San Diego continues to emerge prominently positioned in the ever expanding global, knowledge-based economy. Adapting this more entrepreneurially-based focus, San Diego’s economy become more globally and competitively positioned.
Highlights of the Institute’s 2015 economic outlook include:
- San Diego’s gross domestic product (GDP) projected to grow 3.0 percent in 2015, slightly slower than 3.1 percent growth estimated in 2014.
- Local economic momentum will continue to slightly outperform the rest of the state and nation based on comparative projections for job growth.

- San Diego’s unemployment rate is forecast to further decline in 2015 to 5.7 percent, slightly below 5.8 percent projected for the rest of the nation, and remaining more than a full percentage point lower than California at 7.0 percent.
- San Diego’s employment landscape becomes ever more hour-glass shaped with higher-wage jobs accumulating on one end, lower-wage jobs maintaining relative proportions, and middle-wage jobs being squeezed out the most.
- San Diego’s population growth will reach a 15-year high in 2015 with 40,500 additional residents.
- Domestic migration turned positive again marking a significant turning around of more people moving here from other parts of the country.

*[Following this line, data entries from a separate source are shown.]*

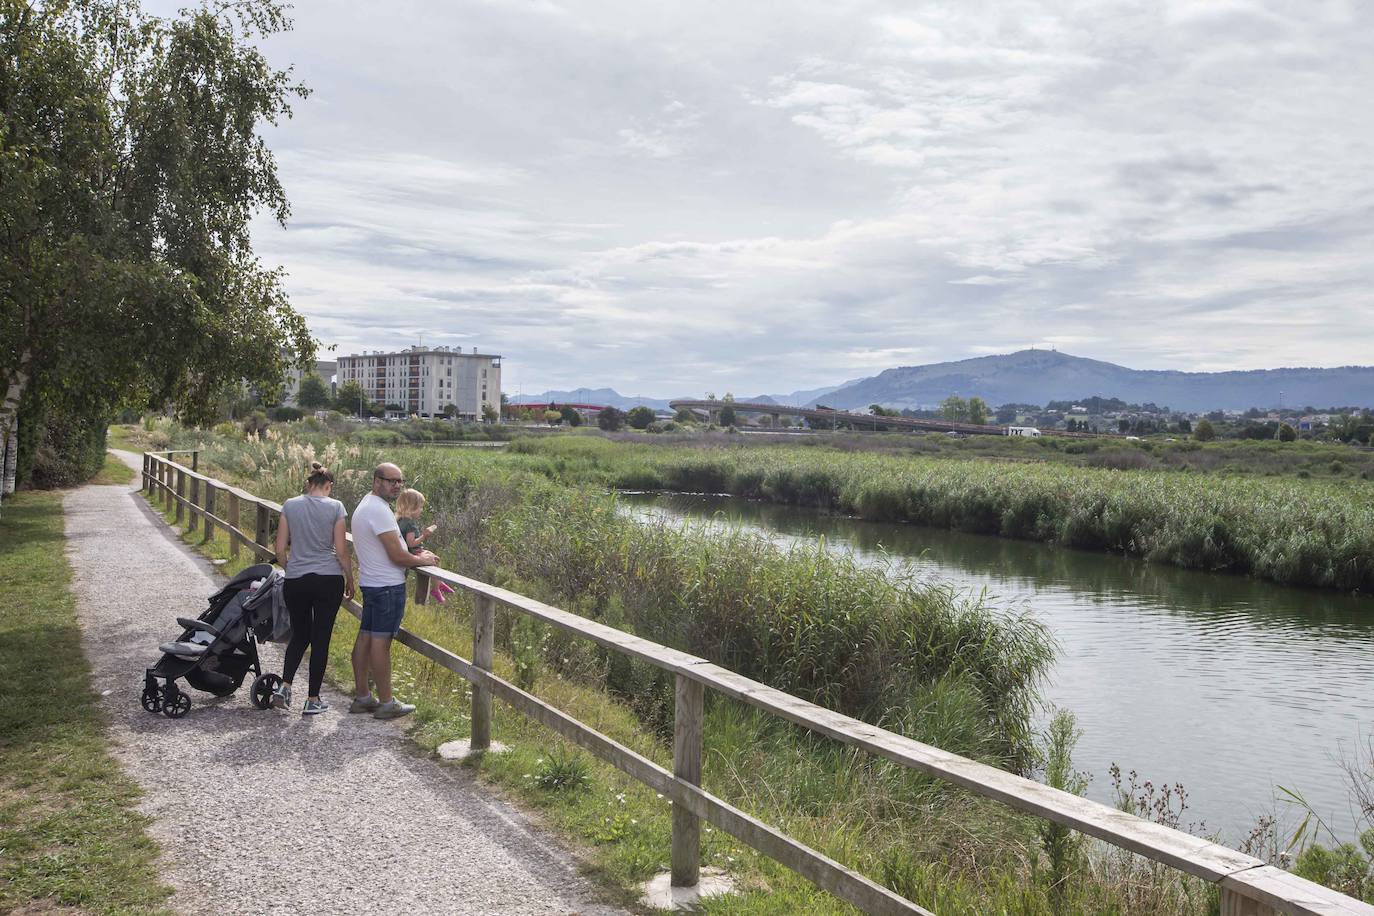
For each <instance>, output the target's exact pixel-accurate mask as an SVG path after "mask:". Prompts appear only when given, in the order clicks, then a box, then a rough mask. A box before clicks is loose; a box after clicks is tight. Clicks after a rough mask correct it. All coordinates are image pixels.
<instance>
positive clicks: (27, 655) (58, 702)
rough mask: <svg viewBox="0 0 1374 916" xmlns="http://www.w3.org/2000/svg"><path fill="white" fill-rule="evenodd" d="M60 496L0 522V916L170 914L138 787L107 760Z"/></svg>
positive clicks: (100, 715)
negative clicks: (60, 911)
mask: <svg viewBox="0 0 1374 916" xmlns="http://www.w3.org/2000/svg"><path fill="white" fill-rule="evenodd" d="M63 541H65V536H63V527H62V493H19V494H16V496H14V497H10V499H7V500H5V504H4V515H3V518H0V911H5V912H8V911H11V909H22V911H29V912H47V911H48V909H56V908H63V906H69V908H76V909H77V911H78V912H92V913H128V912H143V913H148V912H169V911H166V909H165V901H166V898H168V897H169V894H170V889H169V887H166V886H165V884H162V883H161V882H159V880H158V876H157V861H155V860H157V854H158V849H157V845H155V843H154V842H153V840H151V839H150V838H148V835H147V832H146V828H147V823H148V821H147V818H146V817H143V816H142V814H139V813H137V812H136V810H135V805H136V802H137V799H139V790H137V787H136V786H135V783H133V781H132V780H131V779H129V777H126V776H125V775H124V773H122V772H121V770H120V768H118V765H117V764H115V761H114V758H111V755H110V753H109V747H107V737H106V725H104V721H103V717H102V714H100V711H99V709H98V706H96V696H95V695H93V692H92V689H91V670H89V666H88V665H87V661H85V655H84V652H82V650H81V633H80V629H78V625H77V618H76V600H74V597H73V595H71V588H70V586H71V569H70V567H69V564H67V560H66V556H65V553H63Z"/></svg>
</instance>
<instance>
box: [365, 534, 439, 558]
mask: <svg viewBox="0 0 1374 916" xmlns="http://www.w3.org/2000/svg"><path fill="white" fill-rule="evenodd" d="M378 537H379V538H382V547H385V548H386V556H387V559H389V560H392V562H393V563H396V564H397V566H438V558H437V556H434V555H433V553H430V552H429V551H420V552H419V553H411V552H409V551H407V549H405V545H404V544H401V534H400V531H396V530H390V531H382V533H381V534H378Z"/></svg>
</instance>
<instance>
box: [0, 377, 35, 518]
mask: <svg viewBox="0 0 1374 916" xmlns="http://www.w3.org/2000/svg"><path fill="white" fill-rule="evenodd" d="M32 360H33V353H32V352H30V350H25V352H23V353H22V354H21V357H19V367H18V368H16V369H14V371H12V372H10V378H8V383H7V385H5V396H4V402H3V404H0V446H3V448H0V455H3V456H4V472H3V477H0V499H3V497H5V496H10V494H11V493H14V478H15V468H16V464H18V460H19V400H21V398H23V390H25V389H26V387H27V386H29V364H30V363H32Z"/></svg>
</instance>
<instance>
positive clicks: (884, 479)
mask: <svg viewBox="0 0 1374 916" xmlns="http://www.w3.org/2000/svg"><path fill="white" fill-rule="evenodd" d="M511 448H513V449H514V450H515V452H517V453H519V455H523V456H525V459H526V461H528V464H526V466H528V467H529V468H530V470H534V471H539V472H541V474H545V475H548V477H551V478H555V479H561V481H569V482H584V483H600V485H603V486H610V488H618V489H646V490H684V492H709V493H731V494H735V496H743V497H749V499H761V500H769V501H776V503H787V504H793V505H809V507H818V508H822V509H826V511H833V512H844V514H851V515H857V516H860V518H866V519H872V520H882V522H910V523H914V525H926V526H932V527H943V529H952V530H959V531H969V533H976V534H995V536H1000V537H1011V538H1022V540H1033V541H1044V542H1050V544H1059V545H1063V547H1070V548H1077V549H1088V551H1107V552H1114V553H1121V555H1125V556H1136V558H1142V559H1146V560H1150V562H1156V563H1167V564H1172V566H1180V567H1184V569H1198V570H1206V571H1224V573H1241V574H1249V575H1254V577H1259V578H1265V580H1271V581H1275V582H1282V584H1286V585H1312V586H1320V588H1337V589H1344V591H1360V592H1371V591H1374V483H1370V482H1367V481H1359V479H1344V481H1318V479H1297V478H1268V477H1232V475H1204V474H1190V472H1184V471H1156V470H1118V468H1092V467H1072V466H1065V464H1032V463H1000V461H998V463H993V461H977V460H948V459H932V457H922V456H894V455H878V453H863V452H840V450H834V449H820V448H815V446H811V448H796V446H793V448H787V446H765V448H758V446H747V445H745V446H724V448H717V449H701V448H680V446H654V445H628V444H610V442H606V441H603V439H598V438H591V437H577V438H572V437H565V438H555V439H544V441H517V442H515V444H513V446H511Z"/></svg>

This is an important indication of the economy improving and better job prospects drawing more people to the region.
- Construction of new housing units surprisingly faltered in 2014, not from lack of demand, but deficiency of land available for building and affordability. These challenges will persist in 2015 to constrain building that would otherwise occur.
- After falling to a nearly two-decade low in 2013, San Diego’s median household (adjusted for inflation) is estimated to have improved in 2014 and will continue rising in 2015 with cost of living increases remaining somewhat muted.
- Taxable sales significantly improved the past five years, but adjusted for inflation in 2015 will still not reach pre-recession highs.
- San Diego’s inflation rate decelerated as gas prices fell in the final months of 2014 limiting local inflation to “only” 2.0 percent. Unfortunately, gas prices are not expected to remain down and will contribute to inflation rising to 2.5 percent overall in 2015.